Allait-il au devant de vrais ennuis ? Sûrement, mais à cet instant, seule sa colère et sa frustration parlaient. Il aurait pu envoyer valser le monde entier, et lord Canem avait beau être ce qu’elle était, il avait beau sentir ce frisson désagréable lui parcourir le dos sans relâche, ou encore cette aura malsaine lui tourner autour, il ne pouvait se retenir. Il avait de toute façon le sentiment d’avoir perdu avant même d’avoir pu se battre, mais ce n’était pas pour autant qu’il ne conserverait pas sa dignité. Triumvirat ou pas. Il ne supportait tout simplement pas cette injustice.

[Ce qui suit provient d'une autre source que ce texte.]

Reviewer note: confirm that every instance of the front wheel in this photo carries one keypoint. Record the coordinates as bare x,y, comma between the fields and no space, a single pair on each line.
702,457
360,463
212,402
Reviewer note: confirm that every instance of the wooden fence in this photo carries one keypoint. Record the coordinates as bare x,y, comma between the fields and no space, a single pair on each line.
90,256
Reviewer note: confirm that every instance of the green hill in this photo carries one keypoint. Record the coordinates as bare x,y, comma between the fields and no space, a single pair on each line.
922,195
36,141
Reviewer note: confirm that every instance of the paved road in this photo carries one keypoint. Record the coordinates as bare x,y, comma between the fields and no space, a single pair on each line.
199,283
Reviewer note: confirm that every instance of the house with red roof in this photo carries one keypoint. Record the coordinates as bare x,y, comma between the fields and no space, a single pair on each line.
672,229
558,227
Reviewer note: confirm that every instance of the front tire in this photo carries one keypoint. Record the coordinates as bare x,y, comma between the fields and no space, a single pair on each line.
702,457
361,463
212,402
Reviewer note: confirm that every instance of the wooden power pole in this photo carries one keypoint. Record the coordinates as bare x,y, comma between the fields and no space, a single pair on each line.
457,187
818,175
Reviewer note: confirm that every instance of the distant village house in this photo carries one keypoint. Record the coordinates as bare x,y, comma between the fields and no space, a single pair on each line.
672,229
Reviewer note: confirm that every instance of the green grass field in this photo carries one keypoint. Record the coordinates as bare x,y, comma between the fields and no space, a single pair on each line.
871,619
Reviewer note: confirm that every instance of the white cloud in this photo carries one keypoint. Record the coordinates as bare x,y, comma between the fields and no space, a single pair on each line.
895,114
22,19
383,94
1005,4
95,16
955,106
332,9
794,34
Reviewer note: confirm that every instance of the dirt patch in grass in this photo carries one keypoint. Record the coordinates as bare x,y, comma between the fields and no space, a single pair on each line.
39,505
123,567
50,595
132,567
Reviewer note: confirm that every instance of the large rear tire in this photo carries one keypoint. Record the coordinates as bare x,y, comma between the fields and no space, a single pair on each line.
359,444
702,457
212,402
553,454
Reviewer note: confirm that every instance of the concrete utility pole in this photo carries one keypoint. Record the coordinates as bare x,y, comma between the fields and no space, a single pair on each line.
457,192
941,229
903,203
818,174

« Frappez-moi, humiliez-moi, rien de ce que vous ferez ne m’atteindra davantage que les circonstances actuelles. Oui, les circonstances. Car Lord Davoros a contrevenu à toutes les leçons qu’il m’a données. Car l’un des gardiens était le père d’une amie. Car je connaissais ces hommes, et car je n’ai su sentir ce qui se profilait alors que je croyais connaître la prison. Tout comme je croyais connaître mon Maître. Mais, tout ce que je sais, Lord Canem, c’est que je ne sais rien. Je suis ignorant, en effet, mais cela n’est pas pour moi une honte. C’est une fierté, et c’est un moteur. Un moteur qui m’a toute ma vie durant poussé à en apprendre davantage, à découvrir, à douter. Il s’était retourné, sa voix enflant à mesure de son discours, non pas de rage mais d’une conviction et d’une foi inébranlable. Et je doute. Non seulement de mon Maître, mais de l’avenir, de mon futur, et de Maloran elle-même. Je crois au contraire que, plutôt que de m’emmener vers les Ténèbres, le doute est le sentiment le plus sain que je puisse ressentir dans ma situation. Et quand bien même il est en moi, je persévérerai, je lutterai, contre vents et marées, contre les calomnies, contre le mépris, contre tout ce qui tente de m’arrêter. Car, ce pourquoi je vis, ce pourquoi je transpire, saigne et souffre, c’est la Force. Elle est la raison de tous mes sacrifices, car je ne serai sinon pas digne de l’honneur qu’Elle m’a fait à la naissance. »
Face à Anhesis, dos à l’étagère et plus pâle que quelques minutes auparavant, il reprit son souffle. Sa poitrine se soulevait plus rapidement et sa respiration était bruyante, sans être haletante.
« Je suis né ici, à Maloran, et c’est l’Ordre Sith qui a fait mon éducation et m’a orienté à travers la Force. Vous avez raison : je ne suis pas ici pour m’acharner dans de petites rivalités d’Apprentis ou pour défendre mon Maître de ses propres défaillances, mais pour prouver à Maloran que je mérite la place qui m’a été donnée malgré ma piètre naissance. »
Lysander tremblait. D’émotion ? Réalisait-il la façon dont il venait de s’adresser à la Soeur de l’Obscur ? Ou était-ce cette douleur qui resurgissait, lancinante, impitoyable, maintenant que son emphase retombait lourdement, confrontée au silence lourd de menaces ? Vadith vacilla légèrement, puis s’adossa à l’étagère, avant de détourner les yeux, épuisé.
La colère avait au moins eu le mérite de s’essouffler. Elle laissait cependant le jeune Apprenti dépité par son dangereux élan de sincérité.
L'Obscurité avait atteint un point culminant avant qu'il ne parle, et s'était dégagée de lui avec force, donnant l'impression qu'elle était sur le point de l'emporter dans son tourbillon de rage. Il avait bel et bien perdu son sang-froid, si cela avait été ce qu’espérait Lord Canem. À présent, cependant, il était aussi calme qu'un terrain fraîchement dévasté par un cyclone fulgurant.